青森・秋田編(2):斗南藩記念観光村(05.9)

 斗南藩記念観光村の続きです。次に訪れたい寺山修司記念館へのバスも当然ないので、前もって土産屋の方に相談したところ、一時間後ぐらいに来てもらえるようタクシー会社に連絡してくれました。そうか、その手があったんだ。名古屋旅行の時も、あらかじめタクシー会社に連絡して指定した時間に長島駅に来てもらえばよかったのですね。

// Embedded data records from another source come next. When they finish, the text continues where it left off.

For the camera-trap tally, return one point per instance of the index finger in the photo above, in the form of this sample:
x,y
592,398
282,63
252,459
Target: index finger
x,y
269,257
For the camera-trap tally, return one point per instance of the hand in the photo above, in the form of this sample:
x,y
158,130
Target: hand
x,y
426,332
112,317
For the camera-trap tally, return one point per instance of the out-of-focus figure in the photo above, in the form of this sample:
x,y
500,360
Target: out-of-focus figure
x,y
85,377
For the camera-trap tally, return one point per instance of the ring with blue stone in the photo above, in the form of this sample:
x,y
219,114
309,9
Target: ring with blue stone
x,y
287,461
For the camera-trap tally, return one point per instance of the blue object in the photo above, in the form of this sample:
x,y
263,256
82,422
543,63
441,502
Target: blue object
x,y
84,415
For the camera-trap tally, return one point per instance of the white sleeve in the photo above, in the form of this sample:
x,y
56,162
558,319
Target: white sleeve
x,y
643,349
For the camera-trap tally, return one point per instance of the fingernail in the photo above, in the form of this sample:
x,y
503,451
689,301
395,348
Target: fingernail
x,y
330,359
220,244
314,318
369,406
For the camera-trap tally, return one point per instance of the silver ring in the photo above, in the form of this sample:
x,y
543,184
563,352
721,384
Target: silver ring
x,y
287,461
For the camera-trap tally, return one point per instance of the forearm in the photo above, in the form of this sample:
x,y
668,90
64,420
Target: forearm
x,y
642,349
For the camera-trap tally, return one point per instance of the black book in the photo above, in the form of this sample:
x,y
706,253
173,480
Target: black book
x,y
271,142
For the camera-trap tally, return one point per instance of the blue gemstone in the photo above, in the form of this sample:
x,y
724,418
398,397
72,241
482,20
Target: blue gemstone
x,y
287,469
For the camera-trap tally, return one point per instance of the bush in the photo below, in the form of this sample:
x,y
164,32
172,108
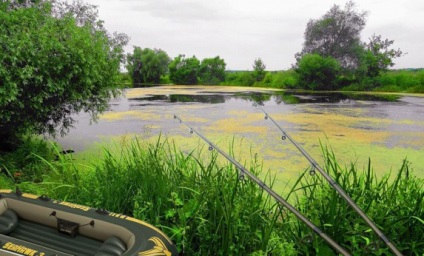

一つ勉強になりました。
 広い敷地には、観光や総合学習のための牧場があり、その一角に資料館と開拓当時の様子を再現した銅像群と集落がありました。空を見上げると、常時米軍機が轟音をたてて飛び交っています。当時の会津人が今生きていたら、どんな気持ちで眺めるでしょう。資料館(先人記念館)は小規模ながらも解説が見やすく分かりやすい充実したもの。初の近代民間洋式牧場をつくりあげ、会津人に希望を与えた指導者、廣澤安任(やすとう)に関する興味深い展示が多々ありました。大久保利通に入閣を勧められた時に、彼はこれを断り「野にあって国家に尽くす」一介の牧夫としてこの地に残ると告げたそうです。会津人に辛酸をなめさせた「国家」と、彼が尽くそうとした「国家」、その関係が彼の心中でどう整理されていたのかは展示でわかりません。ただ彼にとっては「国家」とは既成のもので忠誠を尽す対象であり、みんなで作り上げより良く変えていくものではなかったようです。それにしても便のよくない地域を放置し、そこに反逆者・敗北者を配流し、そして国家権力には必要だが危険な施設(原発・米軍基地…)を設置するという構造は変わっていませんね。資料館の一画には、「三沢市いじめ根絶対策推進協議会標語」が貼りだしてありました。名称からして相当入れ込んでいるようですが、米軍および自衛隊基地や原発にともなう補助金がばらまかれて人間関係はずたずたに切り裂かれた結果なのか、あるいは地域の将来像に希望が持てないゆえなのか。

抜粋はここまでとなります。